Thursday, June 28, 2007
moving up a level
this week has been crazily busy with work. i went back at 430 on wed morning, and came into the office at 2pm. didn't get to sleep well. my mind was occupied with linking the different principles and concepts of my proj. i was half sleeping half thinking between 530 to 9. i don't know how i did that, somehow, i just did it. i only went back to sleep at 10 and woke up at 11. my mind was 'soaked' with all the stuff i learnt the whole nite. wed, which was yest, i stayed again till nearly 1am. tiredness really set in then. today i came in at the normal working time, 830. well, nearly 9 in actual fact. =) and right now, i'm just stealing some time off this crazy schedule of mine to blog, just so that i rem that i did wat i did.working hrs aside, i guess i really moved up to a different level in terms of the expections i have of myself. i really learnt. i rem i was whining to wf (my darling) on wed morn. i was tired. i felt disappointed. i felt lousy. i found it hard. but today, i see things from a different perspective in my work. i know what project i'm actually involved in now. i feel that i've moved up the ladder by a tiny step. i spent the whole of today, figuring out all the concepts and how they're linked or related to the next step and so on. at the end of the afternoon, i was tired, felt so drained. but i was happily drained cos i've moved on. n i'm glad that it happened. i'm expecting to stay till late tonight. cos i think my discussion is not going to start till 11pm (the earliest).

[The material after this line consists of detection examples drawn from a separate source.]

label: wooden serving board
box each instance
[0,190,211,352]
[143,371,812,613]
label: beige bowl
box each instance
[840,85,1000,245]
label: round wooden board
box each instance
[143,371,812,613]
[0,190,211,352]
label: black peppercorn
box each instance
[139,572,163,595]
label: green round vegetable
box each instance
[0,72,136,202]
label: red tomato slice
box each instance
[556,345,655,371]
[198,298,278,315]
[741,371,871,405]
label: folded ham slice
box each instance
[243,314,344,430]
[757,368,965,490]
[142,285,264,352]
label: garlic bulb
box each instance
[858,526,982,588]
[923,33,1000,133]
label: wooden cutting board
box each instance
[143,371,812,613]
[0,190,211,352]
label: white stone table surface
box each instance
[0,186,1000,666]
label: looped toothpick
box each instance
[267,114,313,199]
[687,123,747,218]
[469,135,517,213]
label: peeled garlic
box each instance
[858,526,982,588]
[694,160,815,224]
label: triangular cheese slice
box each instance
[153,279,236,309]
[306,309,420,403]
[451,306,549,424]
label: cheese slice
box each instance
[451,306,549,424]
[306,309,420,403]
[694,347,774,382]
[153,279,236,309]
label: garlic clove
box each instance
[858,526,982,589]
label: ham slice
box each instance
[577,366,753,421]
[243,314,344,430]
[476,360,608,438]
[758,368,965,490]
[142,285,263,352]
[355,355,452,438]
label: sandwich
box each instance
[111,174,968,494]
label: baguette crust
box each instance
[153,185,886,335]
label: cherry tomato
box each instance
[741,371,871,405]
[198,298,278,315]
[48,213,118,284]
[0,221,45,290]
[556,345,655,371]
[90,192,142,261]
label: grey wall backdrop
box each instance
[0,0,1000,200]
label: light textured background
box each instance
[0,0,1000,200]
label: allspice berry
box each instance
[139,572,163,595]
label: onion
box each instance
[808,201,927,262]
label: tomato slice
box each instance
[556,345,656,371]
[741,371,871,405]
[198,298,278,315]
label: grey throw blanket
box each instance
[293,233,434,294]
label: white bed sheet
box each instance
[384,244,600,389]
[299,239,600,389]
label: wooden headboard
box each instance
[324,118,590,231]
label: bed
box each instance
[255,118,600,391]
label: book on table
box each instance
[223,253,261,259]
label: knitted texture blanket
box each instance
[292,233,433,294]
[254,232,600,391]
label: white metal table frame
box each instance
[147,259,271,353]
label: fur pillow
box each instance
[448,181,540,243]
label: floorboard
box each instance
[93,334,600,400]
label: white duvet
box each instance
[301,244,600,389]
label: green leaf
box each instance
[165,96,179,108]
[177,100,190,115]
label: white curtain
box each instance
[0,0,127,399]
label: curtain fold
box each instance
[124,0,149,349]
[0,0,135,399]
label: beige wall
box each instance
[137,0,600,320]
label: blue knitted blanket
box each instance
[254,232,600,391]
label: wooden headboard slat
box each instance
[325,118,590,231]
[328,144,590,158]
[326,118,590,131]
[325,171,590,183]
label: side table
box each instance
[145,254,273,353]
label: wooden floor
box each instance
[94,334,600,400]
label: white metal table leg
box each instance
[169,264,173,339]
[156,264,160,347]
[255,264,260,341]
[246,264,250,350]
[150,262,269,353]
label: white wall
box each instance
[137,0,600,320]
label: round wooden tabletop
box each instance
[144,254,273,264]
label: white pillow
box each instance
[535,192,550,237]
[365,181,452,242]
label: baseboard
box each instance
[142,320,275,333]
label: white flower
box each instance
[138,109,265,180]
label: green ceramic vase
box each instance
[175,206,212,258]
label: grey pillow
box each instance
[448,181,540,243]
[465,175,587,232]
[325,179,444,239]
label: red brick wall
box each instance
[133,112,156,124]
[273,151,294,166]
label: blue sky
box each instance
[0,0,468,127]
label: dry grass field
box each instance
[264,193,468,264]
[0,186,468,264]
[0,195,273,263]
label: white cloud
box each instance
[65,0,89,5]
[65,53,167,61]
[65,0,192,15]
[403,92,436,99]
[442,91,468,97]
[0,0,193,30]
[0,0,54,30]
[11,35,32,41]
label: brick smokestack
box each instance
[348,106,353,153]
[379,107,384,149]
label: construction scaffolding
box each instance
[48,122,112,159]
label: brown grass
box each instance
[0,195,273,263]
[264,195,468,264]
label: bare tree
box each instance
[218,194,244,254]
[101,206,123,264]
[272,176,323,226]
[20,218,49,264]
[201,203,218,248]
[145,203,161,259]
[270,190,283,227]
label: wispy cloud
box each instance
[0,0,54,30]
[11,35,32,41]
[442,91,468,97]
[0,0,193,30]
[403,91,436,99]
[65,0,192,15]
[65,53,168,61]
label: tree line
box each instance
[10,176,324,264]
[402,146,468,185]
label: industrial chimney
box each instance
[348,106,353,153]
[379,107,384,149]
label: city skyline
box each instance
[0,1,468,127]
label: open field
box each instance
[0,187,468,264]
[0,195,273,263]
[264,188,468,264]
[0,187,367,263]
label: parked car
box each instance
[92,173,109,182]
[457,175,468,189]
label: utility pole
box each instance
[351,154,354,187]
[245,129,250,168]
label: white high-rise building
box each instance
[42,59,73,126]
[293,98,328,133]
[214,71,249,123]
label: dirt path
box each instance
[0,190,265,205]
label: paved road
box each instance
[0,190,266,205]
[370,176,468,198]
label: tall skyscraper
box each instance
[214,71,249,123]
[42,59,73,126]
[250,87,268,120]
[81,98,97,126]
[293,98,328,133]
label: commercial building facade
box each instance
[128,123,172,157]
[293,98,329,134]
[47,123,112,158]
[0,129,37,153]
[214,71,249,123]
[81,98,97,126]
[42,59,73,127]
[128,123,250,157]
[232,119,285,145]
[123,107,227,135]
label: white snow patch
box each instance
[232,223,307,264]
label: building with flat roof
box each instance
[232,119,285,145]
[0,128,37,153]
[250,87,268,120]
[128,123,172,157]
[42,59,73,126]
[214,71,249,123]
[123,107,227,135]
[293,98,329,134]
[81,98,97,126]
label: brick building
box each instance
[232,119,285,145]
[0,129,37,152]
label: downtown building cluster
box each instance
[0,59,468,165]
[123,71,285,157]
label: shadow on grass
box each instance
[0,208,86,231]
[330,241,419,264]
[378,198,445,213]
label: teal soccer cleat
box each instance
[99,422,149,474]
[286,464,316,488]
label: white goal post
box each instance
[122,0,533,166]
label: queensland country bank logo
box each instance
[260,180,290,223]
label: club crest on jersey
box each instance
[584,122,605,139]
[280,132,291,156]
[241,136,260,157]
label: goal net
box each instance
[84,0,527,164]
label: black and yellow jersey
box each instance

it's really a challenge to stay awake at night, what makes it more challenging, is the ability of the brain to work WELL. when i think back now, i realised i've done it on wed night, from 9pm to 4:30am. i didn't know how i did it. i would normally have switched off. =) i'm proud of myself for that.
but i think most importantly, i've someone who's always beside me mentally, spiritually and i'm very thankful and appreciative of all his gestures. =) consoling me when i'm down, and cheering me on when the tough gets going.
take for instance last nite, he came n pick me up at my colleague's place w the little waggie in the car. i felt so happy and relieved. relieved from all the stress i've brought from work.